Is this a temporary rise in a bear market or a Real Recovery. That's capitalized because, if true, it would be headline-worthy. The subhead: This Could be the Best Time in Decades to Invest in Stocks.

A slump from the past

Truth is, nobody knows whether this is a sucker's rally or the real thing. It will take weeks, and probably months, to know for sure. In the interim, the best we can offer is a little perspective.

The market has already experienced a downturn eerily similar to the first leg of the Great Depression. (How similar? Click here.) Then in just over two months – from Dec. 16, 1930, to Feb. 24, 1931 – the Dow Jones Industrial Average rallied a spectacular 23.4 percent.

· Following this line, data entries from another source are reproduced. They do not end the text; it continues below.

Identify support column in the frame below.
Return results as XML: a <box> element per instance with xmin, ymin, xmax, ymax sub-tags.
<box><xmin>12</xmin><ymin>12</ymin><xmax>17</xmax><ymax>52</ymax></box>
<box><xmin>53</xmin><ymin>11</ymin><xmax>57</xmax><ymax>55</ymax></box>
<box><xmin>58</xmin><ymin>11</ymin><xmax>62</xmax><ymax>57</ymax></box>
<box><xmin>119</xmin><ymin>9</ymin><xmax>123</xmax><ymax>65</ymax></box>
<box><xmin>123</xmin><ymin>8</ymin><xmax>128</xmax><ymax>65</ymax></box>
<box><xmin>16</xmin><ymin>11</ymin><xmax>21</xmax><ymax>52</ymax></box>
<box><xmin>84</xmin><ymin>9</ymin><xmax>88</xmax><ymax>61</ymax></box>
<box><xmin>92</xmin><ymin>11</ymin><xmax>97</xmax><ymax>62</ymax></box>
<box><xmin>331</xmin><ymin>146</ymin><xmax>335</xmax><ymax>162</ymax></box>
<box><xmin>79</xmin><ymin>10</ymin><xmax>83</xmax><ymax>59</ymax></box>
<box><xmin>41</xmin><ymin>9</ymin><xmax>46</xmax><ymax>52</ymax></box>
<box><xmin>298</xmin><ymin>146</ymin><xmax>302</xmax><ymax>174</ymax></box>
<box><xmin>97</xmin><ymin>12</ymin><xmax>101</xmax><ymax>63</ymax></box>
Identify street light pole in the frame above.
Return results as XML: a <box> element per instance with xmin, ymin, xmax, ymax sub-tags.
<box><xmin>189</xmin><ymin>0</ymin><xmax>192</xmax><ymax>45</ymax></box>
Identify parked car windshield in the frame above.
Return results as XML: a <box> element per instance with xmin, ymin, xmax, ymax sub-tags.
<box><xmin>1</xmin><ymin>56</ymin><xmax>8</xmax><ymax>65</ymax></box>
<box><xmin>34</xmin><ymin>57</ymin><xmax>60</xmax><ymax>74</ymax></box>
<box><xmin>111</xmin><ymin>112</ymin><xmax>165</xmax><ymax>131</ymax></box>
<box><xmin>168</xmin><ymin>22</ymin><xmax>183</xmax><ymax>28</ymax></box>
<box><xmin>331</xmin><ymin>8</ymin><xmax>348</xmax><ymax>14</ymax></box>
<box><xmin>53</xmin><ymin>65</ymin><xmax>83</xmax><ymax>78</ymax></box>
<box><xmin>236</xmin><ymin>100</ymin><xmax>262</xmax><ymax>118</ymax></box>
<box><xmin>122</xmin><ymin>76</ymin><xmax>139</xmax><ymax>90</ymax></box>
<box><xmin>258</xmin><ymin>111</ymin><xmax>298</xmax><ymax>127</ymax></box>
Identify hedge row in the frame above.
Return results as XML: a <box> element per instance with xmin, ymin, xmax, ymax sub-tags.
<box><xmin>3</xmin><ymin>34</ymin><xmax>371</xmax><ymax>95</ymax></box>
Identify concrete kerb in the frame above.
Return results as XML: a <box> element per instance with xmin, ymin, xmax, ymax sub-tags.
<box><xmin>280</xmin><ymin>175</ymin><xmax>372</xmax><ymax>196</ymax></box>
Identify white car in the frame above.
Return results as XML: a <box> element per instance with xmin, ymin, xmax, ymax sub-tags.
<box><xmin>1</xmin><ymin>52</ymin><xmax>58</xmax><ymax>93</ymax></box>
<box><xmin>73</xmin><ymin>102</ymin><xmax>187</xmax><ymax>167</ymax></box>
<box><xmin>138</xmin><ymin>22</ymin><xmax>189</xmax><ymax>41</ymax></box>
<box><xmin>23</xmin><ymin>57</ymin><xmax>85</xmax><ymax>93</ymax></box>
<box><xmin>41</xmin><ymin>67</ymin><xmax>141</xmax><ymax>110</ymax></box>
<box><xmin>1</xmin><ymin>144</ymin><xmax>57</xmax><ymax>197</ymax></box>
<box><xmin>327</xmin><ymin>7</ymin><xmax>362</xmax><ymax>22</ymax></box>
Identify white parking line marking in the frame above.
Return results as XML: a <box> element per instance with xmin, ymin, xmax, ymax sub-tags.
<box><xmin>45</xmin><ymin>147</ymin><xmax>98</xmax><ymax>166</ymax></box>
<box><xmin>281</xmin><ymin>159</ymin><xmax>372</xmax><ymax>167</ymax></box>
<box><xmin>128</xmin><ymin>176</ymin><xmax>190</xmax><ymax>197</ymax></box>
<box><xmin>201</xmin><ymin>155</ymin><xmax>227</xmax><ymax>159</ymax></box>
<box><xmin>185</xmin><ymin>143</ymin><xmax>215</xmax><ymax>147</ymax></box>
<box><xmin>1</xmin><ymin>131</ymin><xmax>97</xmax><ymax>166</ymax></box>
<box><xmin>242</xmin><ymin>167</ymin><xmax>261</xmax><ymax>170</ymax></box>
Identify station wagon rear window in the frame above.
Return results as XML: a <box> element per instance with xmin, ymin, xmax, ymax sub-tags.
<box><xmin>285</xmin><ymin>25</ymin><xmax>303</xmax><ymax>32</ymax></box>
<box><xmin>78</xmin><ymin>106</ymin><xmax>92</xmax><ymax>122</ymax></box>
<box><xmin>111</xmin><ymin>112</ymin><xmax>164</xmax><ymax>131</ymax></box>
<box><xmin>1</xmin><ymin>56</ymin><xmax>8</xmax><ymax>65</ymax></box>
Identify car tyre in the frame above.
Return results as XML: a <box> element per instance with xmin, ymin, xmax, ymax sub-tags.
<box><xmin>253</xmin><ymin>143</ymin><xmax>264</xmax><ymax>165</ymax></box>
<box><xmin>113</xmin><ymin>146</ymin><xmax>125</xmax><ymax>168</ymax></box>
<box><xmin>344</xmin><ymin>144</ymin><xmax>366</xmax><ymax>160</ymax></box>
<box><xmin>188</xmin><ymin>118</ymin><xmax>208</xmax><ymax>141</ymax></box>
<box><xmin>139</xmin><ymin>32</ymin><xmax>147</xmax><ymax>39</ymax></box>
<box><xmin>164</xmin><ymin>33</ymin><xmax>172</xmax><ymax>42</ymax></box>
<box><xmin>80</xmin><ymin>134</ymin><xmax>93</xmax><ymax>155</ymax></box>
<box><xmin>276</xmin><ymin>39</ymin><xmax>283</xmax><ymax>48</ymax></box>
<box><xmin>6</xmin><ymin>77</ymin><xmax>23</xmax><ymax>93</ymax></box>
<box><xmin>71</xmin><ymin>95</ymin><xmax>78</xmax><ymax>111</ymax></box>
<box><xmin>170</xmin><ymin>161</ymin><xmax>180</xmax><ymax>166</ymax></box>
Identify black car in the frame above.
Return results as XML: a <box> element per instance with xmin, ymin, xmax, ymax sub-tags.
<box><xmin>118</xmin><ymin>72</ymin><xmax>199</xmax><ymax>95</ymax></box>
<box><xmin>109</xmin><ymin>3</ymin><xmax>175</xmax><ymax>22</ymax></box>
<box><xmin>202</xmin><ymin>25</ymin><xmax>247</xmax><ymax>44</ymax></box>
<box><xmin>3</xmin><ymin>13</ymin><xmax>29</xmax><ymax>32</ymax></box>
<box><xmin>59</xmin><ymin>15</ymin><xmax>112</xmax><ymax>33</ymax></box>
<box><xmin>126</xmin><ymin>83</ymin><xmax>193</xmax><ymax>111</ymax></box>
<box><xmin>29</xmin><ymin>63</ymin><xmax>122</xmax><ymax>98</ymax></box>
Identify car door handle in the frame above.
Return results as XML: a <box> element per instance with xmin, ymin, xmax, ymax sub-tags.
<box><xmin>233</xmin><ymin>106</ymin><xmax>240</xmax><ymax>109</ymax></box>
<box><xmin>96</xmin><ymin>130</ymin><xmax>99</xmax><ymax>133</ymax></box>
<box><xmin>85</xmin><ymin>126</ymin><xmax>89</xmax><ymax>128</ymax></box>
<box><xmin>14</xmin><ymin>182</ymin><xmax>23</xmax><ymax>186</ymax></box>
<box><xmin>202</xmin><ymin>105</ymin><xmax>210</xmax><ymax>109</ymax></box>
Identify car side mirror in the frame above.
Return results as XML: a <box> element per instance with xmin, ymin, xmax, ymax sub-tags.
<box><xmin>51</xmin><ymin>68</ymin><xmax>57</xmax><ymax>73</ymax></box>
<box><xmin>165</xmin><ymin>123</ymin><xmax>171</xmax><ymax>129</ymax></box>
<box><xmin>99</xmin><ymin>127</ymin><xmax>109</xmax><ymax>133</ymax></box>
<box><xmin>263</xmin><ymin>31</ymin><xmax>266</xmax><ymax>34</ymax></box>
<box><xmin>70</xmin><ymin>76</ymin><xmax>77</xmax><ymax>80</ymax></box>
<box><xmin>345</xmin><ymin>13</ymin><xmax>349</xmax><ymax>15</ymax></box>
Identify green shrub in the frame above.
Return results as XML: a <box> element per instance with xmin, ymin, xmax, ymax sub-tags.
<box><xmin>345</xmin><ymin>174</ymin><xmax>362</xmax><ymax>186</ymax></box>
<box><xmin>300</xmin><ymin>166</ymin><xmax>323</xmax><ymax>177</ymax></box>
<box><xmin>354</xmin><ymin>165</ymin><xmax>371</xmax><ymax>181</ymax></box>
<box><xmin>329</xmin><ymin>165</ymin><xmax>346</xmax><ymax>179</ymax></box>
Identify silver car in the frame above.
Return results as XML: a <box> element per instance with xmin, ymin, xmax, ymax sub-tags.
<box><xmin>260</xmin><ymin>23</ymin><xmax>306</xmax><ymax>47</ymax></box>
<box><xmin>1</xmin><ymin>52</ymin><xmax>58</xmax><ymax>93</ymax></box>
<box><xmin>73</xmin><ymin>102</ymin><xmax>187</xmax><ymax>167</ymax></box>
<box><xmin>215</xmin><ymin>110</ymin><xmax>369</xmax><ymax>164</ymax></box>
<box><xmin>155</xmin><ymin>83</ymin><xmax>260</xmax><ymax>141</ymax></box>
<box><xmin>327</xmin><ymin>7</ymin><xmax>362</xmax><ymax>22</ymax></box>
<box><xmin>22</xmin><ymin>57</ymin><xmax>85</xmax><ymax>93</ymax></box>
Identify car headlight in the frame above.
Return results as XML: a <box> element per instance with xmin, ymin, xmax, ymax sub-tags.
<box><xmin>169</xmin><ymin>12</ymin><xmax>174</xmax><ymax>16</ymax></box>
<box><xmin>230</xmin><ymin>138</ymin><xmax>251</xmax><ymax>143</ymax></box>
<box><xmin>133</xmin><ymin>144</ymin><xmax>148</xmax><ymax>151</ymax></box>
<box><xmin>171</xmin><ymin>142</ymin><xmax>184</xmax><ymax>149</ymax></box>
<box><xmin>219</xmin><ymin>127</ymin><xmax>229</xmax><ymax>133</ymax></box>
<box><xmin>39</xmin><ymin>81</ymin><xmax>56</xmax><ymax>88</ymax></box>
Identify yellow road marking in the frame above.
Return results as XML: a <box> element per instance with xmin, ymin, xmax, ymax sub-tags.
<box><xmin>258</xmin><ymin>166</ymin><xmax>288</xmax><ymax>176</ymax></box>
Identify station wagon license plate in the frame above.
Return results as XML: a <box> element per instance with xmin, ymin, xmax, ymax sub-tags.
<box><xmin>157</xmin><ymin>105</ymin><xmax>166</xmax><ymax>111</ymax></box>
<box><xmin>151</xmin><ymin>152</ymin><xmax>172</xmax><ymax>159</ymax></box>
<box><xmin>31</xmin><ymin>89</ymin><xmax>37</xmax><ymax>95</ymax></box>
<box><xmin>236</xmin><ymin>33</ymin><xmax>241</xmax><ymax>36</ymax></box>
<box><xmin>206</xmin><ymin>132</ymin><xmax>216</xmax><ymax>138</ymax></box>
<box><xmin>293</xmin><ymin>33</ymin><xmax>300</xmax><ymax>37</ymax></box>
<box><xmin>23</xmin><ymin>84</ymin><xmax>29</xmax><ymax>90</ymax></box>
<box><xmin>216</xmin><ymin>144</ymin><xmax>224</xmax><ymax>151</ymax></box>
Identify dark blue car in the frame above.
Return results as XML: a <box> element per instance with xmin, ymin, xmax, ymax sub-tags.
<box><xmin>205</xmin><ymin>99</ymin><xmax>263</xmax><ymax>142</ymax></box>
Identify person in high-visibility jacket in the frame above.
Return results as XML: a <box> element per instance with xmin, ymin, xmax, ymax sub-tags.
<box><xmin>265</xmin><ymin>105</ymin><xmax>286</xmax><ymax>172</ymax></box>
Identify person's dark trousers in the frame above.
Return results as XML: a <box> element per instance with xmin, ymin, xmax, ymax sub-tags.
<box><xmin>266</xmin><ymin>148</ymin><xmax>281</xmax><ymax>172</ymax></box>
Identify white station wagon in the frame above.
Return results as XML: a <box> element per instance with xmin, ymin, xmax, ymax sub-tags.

But that rally didn't last. By July 1932, the index had fallen again – a breathtaking 78.8 percent.

Hoover-sized mistakes

Markets fell back then because the US government made several monumental errors that deepened the Depression, including the enactment of the Smoot-Hawley tariffs, which decimated international trade, and the Federal Reserve's tight money policy, which squeezed credit.

The good news is that so far, the Obama administration has avoided those mistakes. In fact, the Fed has swung to the opposite extreme and pursued a monetary policy so loose that it looks cockeyed. (Really. Click here.)

The not-so-good news is that this Great Recession is not a replay of the Depression and it may contain new pitfalls that no one knows about.

Beyond the rollercoaster

So one take away is that we don't know what we don't know. Just because traders feel better this week means absolutely nothing until the real economy begins to improve. (Click here to see how the latest signs are pointing.)

The other take away is that even in Great Depressions, markets swing wildly. Investors who are agile enough and disciplined enough can profit handsomely from the emotional ups and downs on Wall Street.